Au lieu de négociations politiques, les 45 millions de Soudanais se sont réveillés au bruit de l’artillerie et des raids aériens.
« Nous pouvons dire que nous n’avons pas réussi à empêcher » la guerre qui a pris l’ONU « par surprise », a reconnu mercredi son secrétaire général Antonio Guterres.
« À chaque minute de guerre de plus, des gens meurent ou sont jetés dans les rues, la société se désagrège et l’État s’affaiblit et se décompose un peu plus », a déploré Khalid Omar Youssef, un ancien ministre civil limogé lors du putsch.
Dans la ville côtière de Port-Soudan, épargnée par la violence, le coordonnateur des secours d’urgence de l’ONU, Martin Griffiths, tente d’organiser les réapprovisionnement des stocks après des pillages de masse dans un pays où un habitant sur trois dépendait déjà de l’aide humanitaire avant la guerre.
Le Haut-Commissaire de l’ONU aux droits de l’Homme, Volker Türk, décrit le chaos à Khartoum : « un raid de l’armée de l’air sur un hôpital », les FSR qui « lancent des attaques dans des zones urbaines densément peuplées »…
Au Darfour, où des civils ont été armés pour participer aux affrontements mêlant militaires, paramilitaires et combattants tribaux ou rebelles selon l’ONU, l’ONG Norwegian Refugee Council (NRC) raconte la désolation: « il y a eu au moins 191 morts, des dizaines d’habitations incendiées, des milliers de déplacés et les bureaux de NRC ont été pillés ».
« Solutions africaines »
Le Soudan du Sud, médiateur historique, a annoncé « un accord de principe » sur une trêve « du 4 au 11 mai ». À son entrée en vigueur, l’armée a dit avoir « accepté » à condition que les FSR s’y tiennent également. Les paramilitaires n’ont pas commenté.
Alors que les canaux diplomatiques se multiplient en Afrique et au Moyen-Orient, l’armée a dit choisir cette proposition de l’Igad, l’organisation régionale de l’Afrique de l’Est car il faut « des solutions africaines aux problèmes du continent ».

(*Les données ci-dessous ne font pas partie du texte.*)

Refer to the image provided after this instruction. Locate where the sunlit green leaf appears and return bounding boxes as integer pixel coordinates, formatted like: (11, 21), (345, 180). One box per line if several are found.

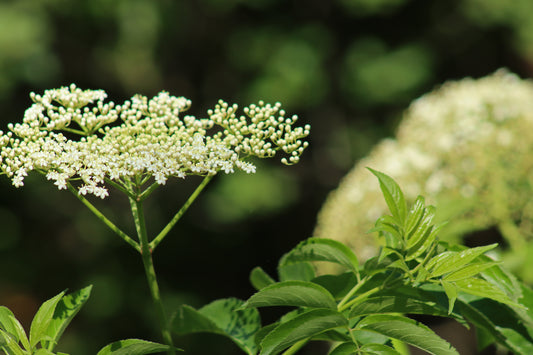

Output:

Elle a également salué les médiations américano-saoudiennes, après une tournée cette semaine de son émissaire à Riyad puis au Caire et à la Ligue arabe.

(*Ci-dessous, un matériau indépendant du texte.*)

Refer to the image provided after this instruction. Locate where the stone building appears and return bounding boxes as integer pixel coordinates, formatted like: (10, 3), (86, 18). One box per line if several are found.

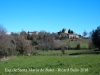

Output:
(28, 31), (38, 35)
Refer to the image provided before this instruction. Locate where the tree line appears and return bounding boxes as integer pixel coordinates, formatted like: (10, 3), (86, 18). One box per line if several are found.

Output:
(0, 26), (100, 57)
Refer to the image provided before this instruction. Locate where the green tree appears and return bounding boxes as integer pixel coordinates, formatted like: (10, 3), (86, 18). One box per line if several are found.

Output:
(68, 29), (71, 33)
(92, 26), (100, 49)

Le camp du général Burhane s’est engagé à « nommer un émissaire pour négocier une trêve » avec le camp rival, sous l’égide « des présidents sud-soudanais, kényan et djiboutien », dans un pays qui doit encore être déterminé.
Alors que l’exode des Soudanais se poursuit, des étrangers continuent d’être évacués par centaines, principalement via Port-Soudan, sur la mer Rouge.
Antonio Guterres a jugé « absolument essentiel » que la crise ne s’étende pas au-delà des frontières. Il a plaidé pour « soutenir massivement le Tchad », voisin du Soudan, rappelant que « d’autres pays de la région (étaient) dans leurs propres processus de paix », comme l’Éthiopie et le Soudan du Sud.